Thursday 16 September 2010

Mac mouse acceleration and other curiosities

Couple of months ago I bought a mac mini (the previous, non-aluminium version) and I was a happy man, right until the point I connected all the peripherals and tried to setup my mouse speed and acceleration. The mouse was Logitech M705 Marathon Mouse. I immediately noticed that I couldn’t adjust the speed and acceleration to my liking using the OS X 10.6. My own preferences in Windows are very simple: no acceleration and somewhat high cursor speed. I did manage to get speed somewhat right but I still couldn’t adjust the acceleration which was horrible frankly. At medium/low speeds the cursor would hardly move, and when you move the mouse faster the cursor would just fly away. 
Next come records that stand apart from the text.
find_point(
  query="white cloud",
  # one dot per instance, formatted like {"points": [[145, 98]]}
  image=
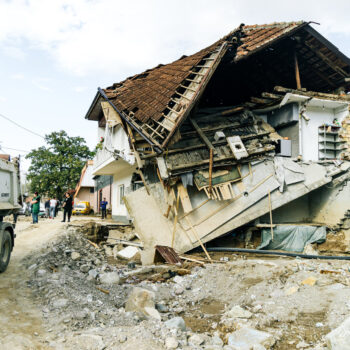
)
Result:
{"points": [[123, 38], [14, 52], [80, 89], [17, 76], [41, 83]]}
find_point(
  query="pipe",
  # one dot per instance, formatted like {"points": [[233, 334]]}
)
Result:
{"points": [[121, 114], [272, 252]]}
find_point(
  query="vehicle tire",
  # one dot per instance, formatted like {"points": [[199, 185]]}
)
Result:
{"points": [[5, 251]]}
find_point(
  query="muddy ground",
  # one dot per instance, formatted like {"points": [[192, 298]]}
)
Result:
{"points": [[54, 296]]}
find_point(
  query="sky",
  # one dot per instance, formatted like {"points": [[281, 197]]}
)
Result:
{"points": [[55, 53]]}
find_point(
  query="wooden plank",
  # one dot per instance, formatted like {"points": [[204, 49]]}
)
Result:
{"points": [[169, 254], [271, 96], [324, 58], [297, 73], [202, 135], [163, 171], [175, 219], [198, 239], [185, 199], [270, 210], [210, 188]]}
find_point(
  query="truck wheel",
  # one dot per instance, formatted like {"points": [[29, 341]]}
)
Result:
{"points": [[5, 251]]}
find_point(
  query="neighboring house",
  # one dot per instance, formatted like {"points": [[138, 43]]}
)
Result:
{"points": [[84, 192], [213, 141], [103, 189]]}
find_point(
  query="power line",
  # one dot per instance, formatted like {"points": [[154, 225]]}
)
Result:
{"points": [[20, 126], [14, 149]]}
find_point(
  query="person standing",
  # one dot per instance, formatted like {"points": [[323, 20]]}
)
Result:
{"points": [[47, 208], [53, 203], [35, 207], [103, 206], [67, 207], [56, 209]]}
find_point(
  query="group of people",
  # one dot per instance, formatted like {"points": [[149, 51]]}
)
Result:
{"points": [[51, 207]]}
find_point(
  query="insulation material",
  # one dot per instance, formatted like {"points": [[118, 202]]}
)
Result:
{"points": [[292, 238]]}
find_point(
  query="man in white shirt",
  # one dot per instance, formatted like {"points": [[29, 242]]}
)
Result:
{"points": [[53, 203]]}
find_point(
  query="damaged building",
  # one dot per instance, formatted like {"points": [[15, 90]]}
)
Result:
{"points": [[249, 134]]}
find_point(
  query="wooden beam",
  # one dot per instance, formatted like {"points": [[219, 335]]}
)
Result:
{"points": [[259, 100], [271, 96], [325, 59], [202, 145], [297, 73], [210, 171], [185, 198], [202, 135]]}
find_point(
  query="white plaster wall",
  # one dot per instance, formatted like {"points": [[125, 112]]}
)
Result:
{"points": [[123, 178], [309, 129], [100, 133], [117, 139]]}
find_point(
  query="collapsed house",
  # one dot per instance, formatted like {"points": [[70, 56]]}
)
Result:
{"points": [[253, 127]]}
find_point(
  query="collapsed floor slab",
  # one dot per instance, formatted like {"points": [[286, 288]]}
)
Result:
{"points": [[209, 218]]}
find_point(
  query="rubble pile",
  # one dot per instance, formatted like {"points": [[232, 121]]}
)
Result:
{"points": [[237, 303]]}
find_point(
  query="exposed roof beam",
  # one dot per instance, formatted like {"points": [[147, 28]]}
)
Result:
{"points": [[325, 59]]}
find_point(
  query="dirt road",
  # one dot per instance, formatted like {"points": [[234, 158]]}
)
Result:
{"points": [[20, 320]]}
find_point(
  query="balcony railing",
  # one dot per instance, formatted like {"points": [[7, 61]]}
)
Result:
{"points": [[102, 156]]}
I was quite intrigued and I went to download and install Logitech own Mouse Control Center which only slightly solved the problem. But then again, I was quite cross at the time because I just can’t stand mouse cursor which doesn’t move with pixel perfect accuracy. You don’t see much doctors using ancient tools to operate do you? In any case, I was looking for some other solution, because, surely there must me some solution to the problem in the computer world because usually, there is one. But I was quite astonished to find out that there wasn’t. Well, there is one solution and that is to buy Microsoft’s mouse and use their drivers which have flat acceleration curve and as users say, it works perfectly. As I had my new Logitech I didn’t want to buy a new mouse.

I installed and uninstalled Steermouse, some additional mouse preferences, terminal hacks, USB Overdrive and some other stuff, but *none* gave me the simplicity and usability of no mouse acceleration. Eventually I returned to Logitech Mouse Control Center, which for me gives the least worst results. 

But I’m writing this because I accidentally found a way how to somewhat solve the problem and get exactly the same mouse acceleration and speed settings as you may have in Windows. Yes, you read that right, somewhat ;)

First you have to enable VNC on Mac and and then you have to connect with a VNC program (I use RealVNC). Then you get absolutely identical mouse cursor settings on a Mac, and at the same time you don’t need to use extra keyboard or mouse.

- “But hey Prosperous Poverty, we all know that doing anything remotely is slower that doing it locally. “

That is true but if you look at the screen of your mac, you will see that there is absolutely no slowdown caused by the remote control from the “remote” computer. But here comes the good part, if you connect mac to your windows monitor you can switch desktops with a press of a button (switch different source) and gain normal acceleration curve and a bigger pixel count on your mac (if your primary monitor was larger than mac one). Another thing you gain is that you can always control your Mac with VNC and that works quite well by itself.

Of course you can see the hole the size of a supertanker and that is the need for another computer for control and there is some unwieldiness with the monitor. By latter I mean that you must switch inputs on your main monitor or you can use the mac’s monitor which is probably a bit dislocated to your main computer’s keyboard + mouse.

In any case, I’m quite disappointed with the whole mouse acceleration issue on the mac, and I’m just hoping (probably in vain) for the problem to be solved. Trouble is, very few mac users consider it a problem, and that is because majority of new users probably have mac laptops (trackpads have ok curves) and the other users just don’t complain enough, or “they get used to it”. Yes, you can get used to take someone’s tooth out using a sledgehammer, but that’s not the point. If I ever knew about this problem I probably wouldn’t buy a trackpad-less mac.